Analiza „The Verge” wskazuje jednak, że giganci tracą zaufanie internautów, którzy stopniowo odpływają do chatbotów AI, alternatywnych serwisów i niszowych społeczności. Aż 42 proc. respondentów zadeklarowało, że „wyszukiwarki takie, jak Google” stają się coraz mniej użyteczne.
Coraz więcej osób szuka też prawdziwych relacji, których nie znajduje w mediach społecznościowych – pogłębiających podziały społeczne i rojących się od reklam, jak twierdzą respondenci.
Dlatego przyszłością internetu są małe społeczności skupione wokół wspólnych celów i oparte na zaufaniu. Liczy się też autentyczność. Prawie połowa ankietowanych wolałaby funkcjonować w środowisku, które nie zezwala na treści generowane przez AI.
Rozproszenie konsumentów będzie wymagało od marek większej kreatywności i bardziej zniuansowanych strategii. Niezbędne będą też gruntowny research i solidna analityka.
YouTube jest platformą numer jeden nie tylko w kategorii video, ale również podcastów.
Według danych udostępnionych przez Google treści podcastowe w serwisie każdego miesiąca ogląda już ponad miliard użytkowników. W 2024 r. widzowie spędzali ponad 400 milionów godzin miesięcznie na oglądaniu youtube’owych podcastów na urządzeniach domowych.
„Podcasty z video to coś więcej niż trend – trafiają one do odbiorców tam, gdzie są: na YouTube” – napisała firma w oświadczeniu prasowym. To stwierdzenie zdaje się trafiać w punkt. Na YouTube użytkownicy spędzają czas „i tak”, więc łatwiej podsunąć im podcasty „pod nos”, niż próbować skłonić do przejścia na inną platformę.
W połowie zeszłego roku zamknięto usługę Google Podcasts, która cieszyła się znikomym zainteresowaniem. Osieroconych użytkowników z powodzeniem zagospodarował właśnie YouTube, z którego korzysta aż 31 proc. odbiorców podcastów w USA. Spotify gromadzi 27 proc. użytkowników a Apple Podcasts – 15 proc.
Potencjał rozwoju rynku wciąż jest spory. Neal Mohan, CEO YouTube, zapowiedział dalsze inwestycje w ulepszanie narzędzi dla twórców podcastów, wsparcie w monetyzacji treści i ułatwienia w docieraniu z contentem do użytkowników.
Jednak dotarcie to jedno, konsumpcja to drugie.

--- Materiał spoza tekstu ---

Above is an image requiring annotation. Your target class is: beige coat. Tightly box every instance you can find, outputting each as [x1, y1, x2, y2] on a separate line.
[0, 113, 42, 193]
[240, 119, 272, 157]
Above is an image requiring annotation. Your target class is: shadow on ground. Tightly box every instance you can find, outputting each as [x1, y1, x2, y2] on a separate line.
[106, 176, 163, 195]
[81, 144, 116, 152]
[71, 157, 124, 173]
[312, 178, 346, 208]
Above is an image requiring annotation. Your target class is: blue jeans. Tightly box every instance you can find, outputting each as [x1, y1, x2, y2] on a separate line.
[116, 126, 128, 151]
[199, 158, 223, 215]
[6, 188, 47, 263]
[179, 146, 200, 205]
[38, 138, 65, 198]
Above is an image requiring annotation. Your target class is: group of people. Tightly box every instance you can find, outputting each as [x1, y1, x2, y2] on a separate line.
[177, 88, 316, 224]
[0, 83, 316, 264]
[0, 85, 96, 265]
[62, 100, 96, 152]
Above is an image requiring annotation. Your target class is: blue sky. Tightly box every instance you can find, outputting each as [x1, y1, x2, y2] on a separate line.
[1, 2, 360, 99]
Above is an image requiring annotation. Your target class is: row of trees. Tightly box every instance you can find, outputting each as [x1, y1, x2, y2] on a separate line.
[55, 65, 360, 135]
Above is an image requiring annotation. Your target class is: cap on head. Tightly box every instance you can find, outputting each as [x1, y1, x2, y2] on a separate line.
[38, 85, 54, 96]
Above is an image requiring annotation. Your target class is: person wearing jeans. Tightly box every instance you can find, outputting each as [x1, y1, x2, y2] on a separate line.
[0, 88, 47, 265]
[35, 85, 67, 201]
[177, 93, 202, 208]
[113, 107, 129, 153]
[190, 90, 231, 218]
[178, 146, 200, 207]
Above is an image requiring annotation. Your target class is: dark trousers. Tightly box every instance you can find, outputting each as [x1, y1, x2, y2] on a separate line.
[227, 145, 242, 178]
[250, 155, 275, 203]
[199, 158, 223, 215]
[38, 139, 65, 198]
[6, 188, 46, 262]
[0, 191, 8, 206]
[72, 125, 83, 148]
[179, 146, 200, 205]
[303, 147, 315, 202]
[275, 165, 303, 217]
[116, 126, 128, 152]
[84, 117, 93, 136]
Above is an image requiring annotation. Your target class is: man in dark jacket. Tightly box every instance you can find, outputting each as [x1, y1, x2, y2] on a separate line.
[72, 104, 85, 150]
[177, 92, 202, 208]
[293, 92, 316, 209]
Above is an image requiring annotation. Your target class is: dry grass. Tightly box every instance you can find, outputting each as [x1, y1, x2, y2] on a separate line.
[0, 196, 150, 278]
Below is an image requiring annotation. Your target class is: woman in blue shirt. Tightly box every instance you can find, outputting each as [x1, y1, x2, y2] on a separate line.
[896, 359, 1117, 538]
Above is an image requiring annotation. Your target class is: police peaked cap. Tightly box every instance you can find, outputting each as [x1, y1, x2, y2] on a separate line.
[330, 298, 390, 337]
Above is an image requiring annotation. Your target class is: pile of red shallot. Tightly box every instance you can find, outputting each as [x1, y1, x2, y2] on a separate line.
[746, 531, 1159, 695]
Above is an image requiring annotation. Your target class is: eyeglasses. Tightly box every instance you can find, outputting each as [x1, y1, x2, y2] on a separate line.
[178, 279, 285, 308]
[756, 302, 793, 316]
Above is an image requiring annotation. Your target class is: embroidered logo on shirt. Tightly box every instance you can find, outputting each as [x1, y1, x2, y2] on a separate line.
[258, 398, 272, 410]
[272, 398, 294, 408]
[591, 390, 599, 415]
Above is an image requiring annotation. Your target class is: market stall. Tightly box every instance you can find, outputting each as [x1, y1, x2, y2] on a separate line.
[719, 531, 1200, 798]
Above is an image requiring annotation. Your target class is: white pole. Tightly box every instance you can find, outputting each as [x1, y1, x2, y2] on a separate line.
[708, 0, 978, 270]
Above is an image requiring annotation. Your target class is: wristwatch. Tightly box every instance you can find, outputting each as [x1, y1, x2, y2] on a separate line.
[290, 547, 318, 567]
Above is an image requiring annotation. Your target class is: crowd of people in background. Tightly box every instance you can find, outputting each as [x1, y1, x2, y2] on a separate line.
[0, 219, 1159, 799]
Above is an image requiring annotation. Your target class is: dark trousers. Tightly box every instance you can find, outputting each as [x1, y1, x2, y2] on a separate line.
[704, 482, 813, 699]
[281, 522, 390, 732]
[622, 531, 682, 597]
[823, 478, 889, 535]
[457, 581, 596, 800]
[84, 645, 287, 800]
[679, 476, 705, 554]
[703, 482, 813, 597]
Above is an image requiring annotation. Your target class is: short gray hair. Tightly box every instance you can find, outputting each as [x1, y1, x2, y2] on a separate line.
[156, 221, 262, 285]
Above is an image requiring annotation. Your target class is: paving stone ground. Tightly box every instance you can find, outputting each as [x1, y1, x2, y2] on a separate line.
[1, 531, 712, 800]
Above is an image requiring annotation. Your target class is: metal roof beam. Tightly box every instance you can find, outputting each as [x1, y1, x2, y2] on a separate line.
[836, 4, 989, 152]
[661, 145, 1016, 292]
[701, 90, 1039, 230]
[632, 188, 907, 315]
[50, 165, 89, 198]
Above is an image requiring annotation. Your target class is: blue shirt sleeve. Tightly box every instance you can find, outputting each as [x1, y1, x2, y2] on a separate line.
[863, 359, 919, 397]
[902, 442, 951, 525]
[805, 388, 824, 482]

Z punktu widzenia odbiorcy pojawia się bowiem jedno kluczowe pytanie: kiedy mam to wszystko oglądać?
Na początku zeszłego roku gigant nawiązał współpracę z Unity (silnik do tworzenia gier 3D). Jej najnowszym owocem jest miniseria gier video stworzona na należącej do Unity platformie Spatial.
Walmart Unlimited to zakupowa „trylogia”, z której każda część poświęcona jest (lub dopiero będzie) innej branży. Jej pierwsza odsłona kieruje użytkowników do wirtualnego sklepu oferującego produkty siedmiu małych marek spożywczych, takich jak A Dozen Cousins (kuchnia kreolska i karaibska) i Partake Cookies (ciastka bezglutenowe i wegańskie). Kolejna część miniserii ujrzy światło dzienne w kwietniu i będzie promowała marki urodowo-lifestyle’owe.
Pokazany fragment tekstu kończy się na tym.